Ulf Wendel

PHP mysqlnd memory optimizations: from 49MB to 2MB

| 2 Comments

Inspired by Antony, Andrey has implemented a memory optimization for the PHP mysqlnd library. Depending on your usage pattern and the actual query, memory used for result sets is less and free’d earlier to be reused by the PHP engine. In other cases, the optimization will consume about the same or even more memory. The additional choice is currently available with mysqli only.

From the network line into your script

Many wheels start spinning when mysqli_query() is called. All the PHP MySQL APIs/extensions (mysqli, PDO_MySQL, mysql) use a client library that handles the networking details and provides a C API to the C extensions. Any recent PHP will default to use the mysqlnd library. The library speaks the MySQL Client Server protocol and handles the communication with the MySQL server. The actions behind a users mysqli_query() are sketched below.

The memory story begins in the C world when mysqlnd fetches query results from MySQL. It ends with passing those results to the PHP.

PHP script mysqli extension/API mysqlnd library MySQL
*.php *.c
mysqli_query()  
  PHP_FUNCTION(mysqli_query)  
  MYSQLND_METHOD(query)  
  simple_command(COM_QUERY)  
  COM_QUERY
  store_result()  
  return result set  

The new memory optimization is for buffered result sets as you get them from mysqli_query() or a sequence of mysqli_real_query(), mysqli_store_result(). With a buffered result set, a client fetches all query results into a local buffer as soon as they become available from MySQL. In most cases, this is the desired behaviour. The network line with MySQL becomes ready for a new command quickly. And, the hard to scale servers is offloaded from the duty to keep all results in memory until a potentially slow client has fetched and released them.

The result buffering happens first at the C level inside the mysqlnd library. The buffer holds zvals. A zval is internal presentation structure for a plain PHP variable.
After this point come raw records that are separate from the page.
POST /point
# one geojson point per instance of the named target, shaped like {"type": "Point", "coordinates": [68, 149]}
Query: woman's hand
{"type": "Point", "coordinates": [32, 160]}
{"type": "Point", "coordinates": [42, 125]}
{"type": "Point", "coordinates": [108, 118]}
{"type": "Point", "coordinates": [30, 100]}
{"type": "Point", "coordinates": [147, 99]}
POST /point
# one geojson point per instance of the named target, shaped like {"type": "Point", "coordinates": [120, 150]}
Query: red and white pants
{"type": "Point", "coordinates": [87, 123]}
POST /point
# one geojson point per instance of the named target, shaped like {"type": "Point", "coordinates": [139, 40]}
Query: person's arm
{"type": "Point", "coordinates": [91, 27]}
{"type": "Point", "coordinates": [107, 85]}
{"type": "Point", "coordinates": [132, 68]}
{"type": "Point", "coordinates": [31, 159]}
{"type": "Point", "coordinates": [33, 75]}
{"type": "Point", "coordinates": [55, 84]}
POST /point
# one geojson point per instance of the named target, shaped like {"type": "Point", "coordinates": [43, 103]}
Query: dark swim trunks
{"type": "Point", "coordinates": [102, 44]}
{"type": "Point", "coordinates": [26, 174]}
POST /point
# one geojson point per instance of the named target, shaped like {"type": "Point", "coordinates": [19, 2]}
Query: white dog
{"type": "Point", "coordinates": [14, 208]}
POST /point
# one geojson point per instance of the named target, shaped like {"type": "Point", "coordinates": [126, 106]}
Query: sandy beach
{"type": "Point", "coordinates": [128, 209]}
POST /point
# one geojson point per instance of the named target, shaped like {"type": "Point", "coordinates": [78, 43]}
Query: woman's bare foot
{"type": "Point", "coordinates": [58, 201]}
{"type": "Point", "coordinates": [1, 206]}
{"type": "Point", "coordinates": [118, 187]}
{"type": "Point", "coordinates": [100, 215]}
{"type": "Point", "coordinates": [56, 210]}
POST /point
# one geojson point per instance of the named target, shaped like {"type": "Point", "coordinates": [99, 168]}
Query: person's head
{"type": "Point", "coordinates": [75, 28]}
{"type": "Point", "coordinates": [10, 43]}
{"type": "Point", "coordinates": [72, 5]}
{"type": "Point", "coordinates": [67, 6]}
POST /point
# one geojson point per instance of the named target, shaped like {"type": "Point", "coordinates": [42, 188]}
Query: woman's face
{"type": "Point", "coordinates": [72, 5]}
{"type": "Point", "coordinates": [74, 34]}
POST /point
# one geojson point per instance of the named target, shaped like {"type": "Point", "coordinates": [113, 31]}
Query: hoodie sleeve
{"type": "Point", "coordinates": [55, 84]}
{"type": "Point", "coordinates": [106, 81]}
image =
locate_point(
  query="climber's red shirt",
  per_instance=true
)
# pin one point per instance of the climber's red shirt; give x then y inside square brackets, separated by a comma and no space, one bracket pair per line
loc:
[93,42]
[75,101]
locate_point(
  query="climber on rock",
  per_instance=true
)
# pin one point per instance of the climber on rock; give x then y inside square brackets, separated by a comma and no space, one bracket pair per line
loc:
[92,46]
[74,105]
Hence, think of the mysqlnd result buffer as a list of anonymous PHP variables.

PHP script mysqli extension/API mysqlnd library MySQL
*.php *.c
  store_result()  
  Buffer with zvals (MYSQLND_PACKET_ROW),
think: PHP variables
 

The default: reference and copy-on-write

When results are to be fetched from the mysqlnd internal buffers to a PHP script, the default behaviour of mysqlnd is to reference the internal buffer from the PHP script. When code like $rows = mysqli_fetch_all($res) is executed, first $rows gets created. Then, mysqlnd makes $rows reference the mysqlnd internal result buffers. MySQL results are not copied initially. Result set data is kept only once in memory.

PHP script mysqli extension/API mysqlnd library MySQL
*.php *.c
  store_result()  
  Buffer with zvals (MYSQLND_PACKET_ROW),
think: PHP variables
 
$rows = mysqli_fetch_all($res)  
  rows[n] &= result_buffer_zval[n]  

The reference approach works fine if you have code that follows the general pattern: query(), fetch() followed by implicit or explicit unset(), free().

A call to query() fills the internal buffer. Then, all rows are fetched into PHP variables. You may fetch all of them at once or read them row by row into the same array using a pattern such as while ($row = $res->fetch_assoc()) { ... }. As long as you do not modify $row and free $row explicitly (may happen implicitly by overwriting them in a loop), no data will be copied. Then, as the last step you call free() to dispose the buffered result set.


$res = mysqli_query(...);               /* create internal buffer */
$rows = $res->fetch_all(MYSQLI_ASSOC);  /* rows &= internal buffer */
unset($rows);                           /* remove references */
$res->free();                          /* free internal buffer */   

The memory saving by using references is gone, if mysqlnd is forced to perform a copy-on-write. If you free the result set prior to freeing $rows, then mysqlnd is forced to copy the data into $rows before it can free the internal buffer. Otherwise, $rows points to nowhere.

$res = mysqli_query(...)     /* buffered results */
$rows = $res->fetch_all(MYSQLI_ASSOC)  /* rows &= internal buffer */
$res->free();                /* free internal buffer: copy to rows */
unset($rows)                 /* free copied results */


The copy_on_write_saved and copy_on_write_performed statistics tell you what your code does.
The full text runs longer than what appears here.